Francamente, almeno in questa occasione, ci preoccupa più la seconda afermazione della prima, che ormai fa parte di un triste repertorio messo in scena ad intervalli regolari.

Le lodi a Mubarak sono invece la spia di una improvvisazione e di un dilettantismo ancora più preoccupanti, perchè corrispondono ad una improvvisazione tipica di chi non conosce, non è aggiornato, non legge neppure i dispacci e le relazioni che sicuramente gli saranno stati inviati dal ministro Frattini e dalla dipomazia internazionale e nazionale.

Persino l’Onu, l’amministrazione Obama, le principali cancellerie europee hanno invitato energicamente il dittatore egiziano a cambiare registro, a mettere fine alle restrizioni antidemocratiche, a ridare autonomia alla giustizia e alla informazione, a rispettare i diritti civi e politici per tutti, a partire da quelli degli oppositori.

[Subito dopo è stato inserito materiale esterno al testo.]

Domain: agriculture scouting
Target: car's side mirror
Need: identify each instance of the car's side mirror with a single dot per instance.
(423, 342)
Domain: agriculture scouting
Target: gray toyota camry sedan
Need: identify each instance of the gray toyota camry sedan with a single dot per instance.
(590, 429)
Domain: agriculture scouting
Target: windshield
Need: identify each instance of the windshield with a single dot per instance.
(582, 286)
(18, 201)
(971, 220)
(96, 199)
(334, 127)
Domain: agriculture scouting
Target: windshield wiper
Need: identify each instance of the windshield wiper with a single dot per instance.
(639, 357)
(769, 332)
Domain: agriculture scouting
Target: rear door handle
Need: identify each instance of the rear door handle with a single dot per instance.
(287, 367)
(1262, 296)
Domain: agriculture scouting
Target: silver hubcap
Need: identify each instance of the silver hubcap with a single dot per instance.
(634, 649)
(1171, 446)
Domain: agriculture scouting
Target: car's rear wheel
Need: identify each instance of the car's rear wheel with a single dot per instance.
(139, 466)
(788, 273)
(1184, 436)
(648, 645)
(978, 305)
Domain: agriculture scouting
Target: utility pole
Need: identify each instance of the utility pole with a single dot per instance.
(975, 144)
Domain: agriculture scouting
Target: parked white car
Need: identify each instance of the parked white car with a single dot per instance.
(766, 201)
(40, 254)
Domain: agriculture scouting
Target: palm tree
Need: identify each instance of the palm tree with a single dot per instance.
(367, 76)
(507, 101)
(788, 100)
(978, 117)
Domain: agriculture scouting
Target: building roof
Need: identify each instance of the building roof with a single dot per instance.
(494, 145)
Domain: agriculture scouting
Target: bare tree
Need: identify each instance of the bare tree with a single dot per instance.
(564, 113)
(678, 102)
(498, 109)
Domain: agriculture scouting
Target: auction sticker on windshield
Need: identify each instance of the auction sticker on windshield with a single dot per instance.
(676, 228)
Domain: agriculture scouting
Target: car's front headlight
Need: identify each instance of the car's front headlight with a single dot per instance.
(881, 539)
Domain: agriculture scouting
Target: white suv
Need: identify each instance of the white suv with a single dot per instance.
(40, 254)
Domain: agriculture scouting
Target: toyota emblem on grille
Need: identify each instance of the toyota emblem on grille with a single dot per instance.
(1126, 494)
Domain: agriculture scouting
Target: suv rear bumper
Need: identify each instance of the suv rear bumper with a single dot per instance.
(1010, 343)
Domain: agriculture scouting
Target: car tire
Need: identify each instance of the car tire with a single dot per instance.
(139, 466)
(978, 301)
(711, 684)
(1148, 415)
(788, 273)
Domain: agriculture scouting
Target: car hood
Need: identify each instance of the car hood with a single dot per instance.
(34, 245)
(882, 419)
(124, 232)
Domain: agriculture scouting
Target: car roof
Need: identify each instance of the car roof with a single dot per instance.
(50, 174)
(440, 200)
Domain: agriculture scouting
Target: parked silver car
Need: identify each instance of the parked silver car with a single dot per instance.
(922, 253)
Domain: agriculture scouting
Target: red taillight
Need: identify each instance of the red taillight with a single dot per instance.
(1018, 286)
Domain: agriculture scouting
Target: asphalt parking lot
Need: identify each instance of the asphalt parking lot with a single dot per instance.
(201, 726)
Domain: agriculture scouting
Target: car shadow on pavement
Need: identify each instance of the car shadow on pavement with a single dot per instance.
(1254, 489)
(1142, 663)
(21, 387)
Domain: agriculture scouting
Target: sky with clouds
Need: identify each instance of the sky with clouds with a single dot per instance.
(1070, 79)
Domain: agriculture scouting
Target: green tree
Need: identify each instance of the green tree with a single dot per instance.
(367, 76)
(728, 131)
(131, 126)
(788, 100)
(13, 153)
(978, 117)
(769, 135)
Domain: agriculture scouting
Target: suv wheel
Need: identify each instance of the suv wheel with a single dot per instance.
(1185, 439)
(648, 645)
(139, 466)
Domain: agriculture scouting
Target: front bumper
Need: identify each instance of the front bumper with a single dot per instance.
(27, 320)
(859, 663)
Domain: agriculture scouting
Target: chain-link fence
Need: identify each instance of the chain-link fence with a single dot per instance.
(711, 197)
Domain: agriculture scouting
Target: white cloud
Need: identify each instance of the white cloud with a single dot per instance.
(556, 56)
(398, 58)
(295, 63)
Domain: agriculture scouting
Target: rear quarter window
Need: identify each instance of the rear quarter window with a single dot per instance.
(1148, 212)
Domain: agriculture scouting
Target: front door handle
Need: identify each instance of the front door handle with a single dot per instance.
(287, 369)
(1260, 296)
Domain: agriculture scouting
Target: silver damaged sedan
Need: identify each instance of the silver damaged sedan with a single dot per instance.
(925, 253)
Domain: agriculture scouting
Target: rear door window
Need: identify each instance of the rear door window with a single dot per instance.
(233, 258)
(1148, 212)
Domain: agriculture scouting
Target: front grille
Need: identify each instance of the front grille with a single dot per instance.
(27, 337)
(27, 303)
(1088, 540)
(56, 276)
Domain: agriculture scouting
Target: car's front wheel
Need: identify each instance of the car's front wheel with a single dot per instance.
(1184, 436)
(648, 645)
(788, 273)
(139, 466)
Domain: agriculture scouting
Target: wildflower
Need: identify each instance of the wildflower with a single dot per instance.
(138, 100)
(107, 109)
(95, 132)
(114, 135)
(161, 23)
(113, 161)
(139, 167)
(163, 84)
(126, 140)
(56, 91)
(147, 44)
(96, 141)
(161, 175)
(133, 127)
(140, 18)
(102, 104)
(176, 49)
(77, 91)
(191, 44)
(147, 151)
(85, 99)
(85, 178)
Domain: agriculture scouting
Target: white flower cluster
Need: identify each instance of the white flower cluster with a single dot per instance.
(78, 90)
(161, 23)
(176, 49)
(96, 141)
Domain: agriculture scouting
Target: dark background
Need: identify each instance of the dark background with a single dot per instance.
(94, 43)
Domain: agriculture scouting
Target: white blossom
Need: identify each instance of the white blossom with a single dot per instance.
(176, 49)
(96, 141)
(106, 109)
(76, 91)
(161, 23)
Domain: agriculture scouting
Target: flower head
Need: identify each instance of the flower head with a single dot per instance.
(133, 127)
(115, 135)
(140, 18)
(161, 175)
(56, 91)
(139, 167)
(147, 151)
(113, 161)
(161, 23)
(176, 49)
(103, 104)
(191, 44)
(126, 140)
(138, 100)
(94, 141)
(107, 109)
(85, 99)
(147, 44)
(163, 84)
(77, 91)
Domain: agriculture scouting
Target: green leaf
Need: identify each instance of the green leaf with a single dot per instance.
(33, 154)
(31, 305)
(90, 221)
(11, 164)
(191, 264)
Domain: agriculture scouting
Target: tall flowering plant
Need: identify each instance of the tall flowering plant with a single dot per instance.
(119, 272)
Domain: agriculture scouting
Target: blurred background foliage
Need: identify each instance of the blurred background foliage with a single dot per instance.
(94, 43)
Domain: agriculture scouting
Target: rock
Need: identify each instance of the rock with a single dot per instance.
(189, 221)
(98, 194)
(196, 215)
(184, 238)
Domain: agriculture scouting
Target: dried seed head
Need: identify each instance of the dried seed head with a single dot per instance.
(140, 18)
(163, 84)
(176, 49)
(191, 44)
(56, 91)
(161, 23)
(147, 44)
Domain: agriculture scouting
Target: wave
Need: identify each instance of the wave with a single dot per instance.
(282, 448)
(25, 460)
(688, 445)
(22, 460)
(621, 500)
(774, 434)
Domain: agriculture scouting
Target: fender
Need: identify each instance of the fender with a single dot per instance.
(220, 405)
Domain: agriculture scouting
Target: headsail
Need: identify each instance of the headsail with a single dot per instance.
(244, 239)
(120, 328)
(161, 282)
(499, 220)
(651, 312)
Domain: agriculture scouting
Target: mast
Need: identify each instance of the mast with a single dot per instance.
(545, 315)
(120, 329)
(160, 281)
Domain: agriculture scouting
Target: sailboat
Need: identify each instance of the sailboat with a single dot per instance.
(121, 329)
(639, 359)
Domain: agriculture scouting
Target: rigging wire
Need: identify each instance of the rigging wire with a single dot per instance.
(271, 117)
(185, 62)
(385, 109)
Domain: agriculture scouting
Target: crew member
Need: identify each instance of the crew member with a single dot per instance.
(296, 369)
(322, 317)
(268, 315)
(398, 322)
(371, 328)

Il saggio egiziano, lodato da Berlusconi, ha fatto distribuire randellate a destra e a manca, non risparmiando neppre i cronisti stranieri che hanno osato raccontare quello che hanno visto.

Il mondo civile, con grande e grave ritardo, sta prendendo atto che non è più possibile restare intrappolati nella tenaglia “O con i dittatori corrotti o con i fondamentalisti”, tra questi due poli è cresciuta una generazione che rivendica i diritti, che non sopporta la povertà, che vuole scegliere i propri rappresentanti, i propri libri, che vuole scoprire quello che è stato proibito o censurato.

Perchè mai l’Italia dovrebbe restare legata ai Ben Ali, ai Mubarack, ai Putin? Quali sono le affinità elettive che ci legano? Quli sono gli interessi da tutelare? Quale ruolo vuole svolgere l’Italia in questa rivoluzione destinata a cambiare la storia e la geografia di quell’area?

Per questo sono preoccupanti le parole di un presidente collerico che usa Bruxells per parlare senza distinzione alcuna dei suoi guai giudiziari, di Ruby, della repubblica in mano ai pubblici ministeri, dell’Europa, dell’Egitto, senza rendersi conto che sta rappresentando la nazione all’estero e che non potrà poi spedire una videocassetta a tutte le tv internazionali che daranno conto di questa frasi in libertà.

Tanto per essere chiari quelle parole sono già state ascoltate, grazie alle tv arabe, da milioni di persone in Egitto, in Tunisia, in Algeria, in Marocco, in Giordania, per fare solo qualche esempio, e quelle lodi alla saggezza del presidente dittatore egiziano resteranno indelebili nelle menti di quella moltitudine che sta reclamando libertà, diritti e pane.